My mother is the daughter of Sicilian immigrants. At the age of eight, she became little mother to a three month old brother upon the death of their mother. She is an accomplished home maker. Trained in fashion design, her artistic talent has been devoted to creating pleasing delicate water color paintings for over forty years. No holiday would be complete without her delicate home made manicotti and fruit tortes. Today my mother’s short term memory is almost gone. Her former pursuits no longer hold any interest.
My sister and I have begun to feel that the tables have turned; that we are increasingly parenting our elders. The juxtaposition is not configured the same way every day or in every situation. A quality of diplomacy usually applied to international relations is required here. How much do you insist on helping? When do you say the driving license has to go? Must you be present at the next visit to the doctor? Do you have to make the next appointment? All superimposed on life-long parent child relationships bearing scars of ancient grief and old resentments kept tender by resilient memory. Now the deck is shifting as each new wave of reality breaks over the bow. The clock is ticking and we do not know when the alarm will sound.
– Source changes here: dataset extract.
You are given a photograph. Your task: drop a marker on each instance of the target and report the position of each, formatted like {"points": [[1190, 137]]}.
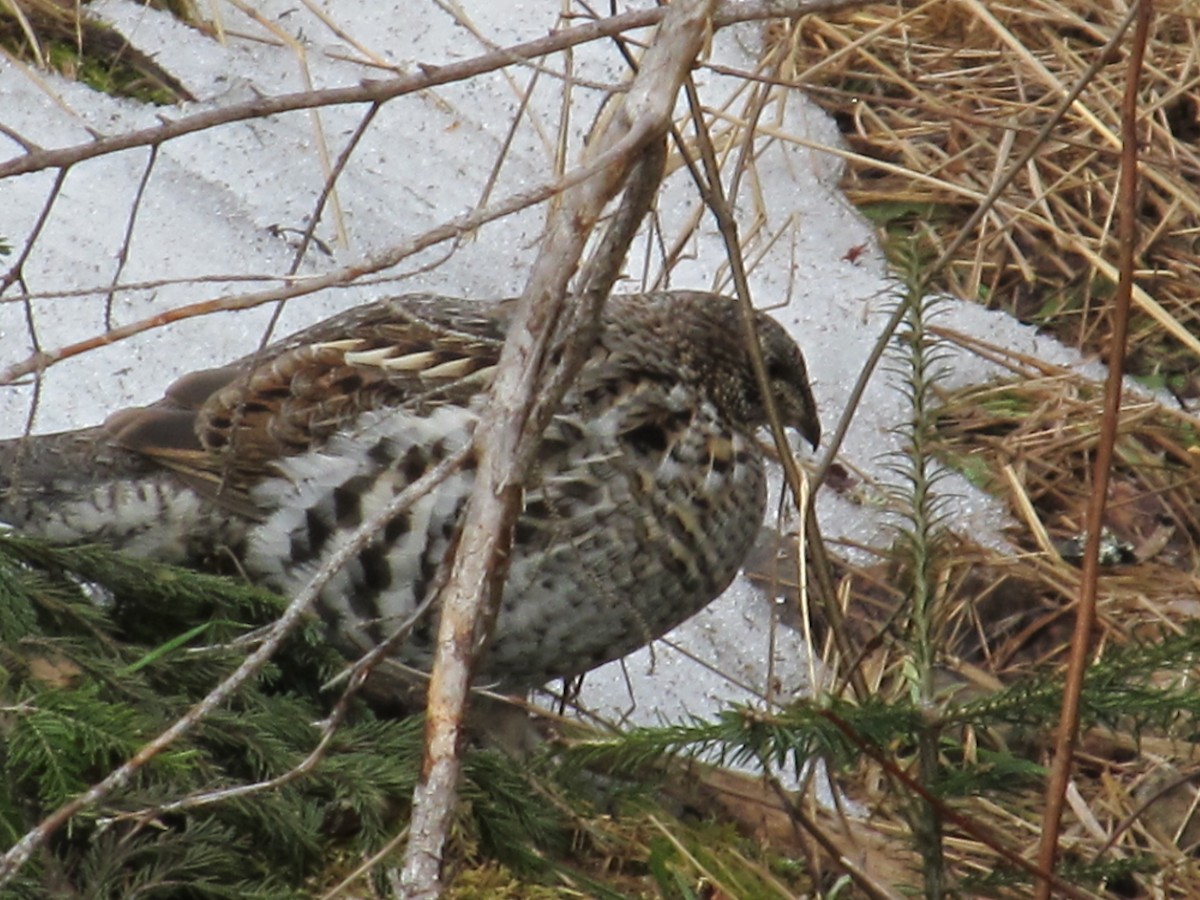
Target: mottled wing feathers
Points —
{"points": [[223, 429]]}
Life is all about relationships. No one remains exactly the same from one day to another. We are subject to an infinite variety of mutations and permutations of character and personality, expression and physicality. It is all so very interesting and all so vexing. I have learned to expect that all things will change sooner or later, for the good or the bad. Challenge and opportunity for growth are always around the corner. But the greatest learning has been to appreciate the necessity of continuing, day after day, in total faithfulness, to go on loving, no matter what.